Lamprey control: Brian Lantry, a fisheries biologist from the U.S. Geological Survey, noted preventative measures to reduce Lake Ontario's sea lamprey population are the most successful of any of the Great Lakes. He said that fact, coupled with successful stocking programs by both New York State and the Canadians, has resulted in a healthy and growing lake trout fishery in the lake.

Egg take at the Salmon River Hatchery: DEC staffer Jim Daley, who is in charge of the state's hatchery system, noted that the Salmon River hatchery's annual egg take during the fall of 2013 exceeded its target amounts for chinook, rainbow trout and coho salmon.

The hatchery has been having difficulty,though, keeping the coho eggs and embryos alive. Daley said that was a result of the higher temperatures in the Salmon River during the egg take period. He said there will be no stocking of coho fingerlings this year in any of the lake's tributaries on the American side. Initial plans called for stocking 155,000 fall fingerlings at various locations.
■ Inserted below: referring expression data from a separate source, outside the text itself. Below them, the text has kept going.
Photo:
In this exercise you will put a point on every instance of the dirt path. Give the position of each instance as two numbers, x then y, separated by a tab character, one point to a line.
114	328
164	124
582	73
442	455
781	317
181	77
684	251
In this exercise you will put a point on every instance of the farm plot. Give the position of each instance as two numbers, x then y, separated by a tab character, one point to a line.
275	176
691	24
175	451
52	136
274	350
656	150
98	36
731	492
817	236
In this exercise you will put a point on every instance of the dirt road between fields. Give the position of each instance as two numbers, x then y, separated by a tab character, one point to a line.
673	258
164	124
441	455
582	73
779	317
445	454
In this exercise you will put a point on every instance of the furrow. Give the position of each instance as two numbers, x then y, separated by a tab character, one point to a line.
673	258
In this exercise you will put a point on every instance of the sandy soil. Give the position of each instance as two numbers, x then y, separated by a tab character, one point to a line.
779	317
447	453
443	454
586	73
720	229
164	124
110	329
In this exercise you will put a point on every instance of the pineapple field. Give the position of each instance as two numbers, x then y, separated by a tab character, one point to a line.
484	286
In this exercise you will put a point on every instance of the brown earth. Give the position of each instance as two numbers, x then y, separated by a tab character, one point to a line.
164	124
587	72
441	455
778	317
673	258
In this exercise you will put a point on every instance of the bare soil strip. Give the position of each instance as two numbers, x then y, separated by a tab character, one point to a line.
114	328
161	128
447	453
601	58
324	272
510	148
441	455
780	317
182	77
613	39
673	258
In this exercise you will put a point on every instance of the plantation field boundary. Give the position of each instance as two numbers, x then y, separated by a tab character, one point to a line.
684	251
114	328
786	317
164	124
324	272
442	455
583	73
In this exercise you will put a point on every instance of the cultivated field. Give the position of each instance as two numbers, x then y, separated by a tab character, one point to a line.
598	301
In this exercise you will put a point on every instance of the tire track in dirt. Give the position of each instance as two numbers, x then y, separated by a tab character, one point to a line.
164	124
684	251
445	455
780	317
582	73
Instead, the hatchery will stock more chinook fingerlings at those locations to take their place. He added the hatchery will also stock 130,000 coho yearlings in nearby Beaverdam Brook (a tributary of the Salmon River ) this spring that were held over from last year. That should help soften the blow. Normally, the hatchery would have put in only 90,000 yearlings in the Salmon River.

Native species restoration: Jim Johnson, from the U.S. Geological Survey Tunison Laboratory of Aquatic Science in Cortland, gave an update on efforts to restore populations of Atlantic salmon, deep water cisco and lake herring.

He noted efforts to restore native baitfish, along with a top of the food chair predator such as the Atlantic salmon is the first time this has been attempted in the Great Lakes - or anywhere for that matter.

Johnson said the efforts to restore the baitfish are underway to strengthen the habitat and the diversity of what the lake's larger fish are eating. As for the Atlantic salmon, he said the goal is to hopefully make them a popular alternative for anglers fishing the lake's tributaries.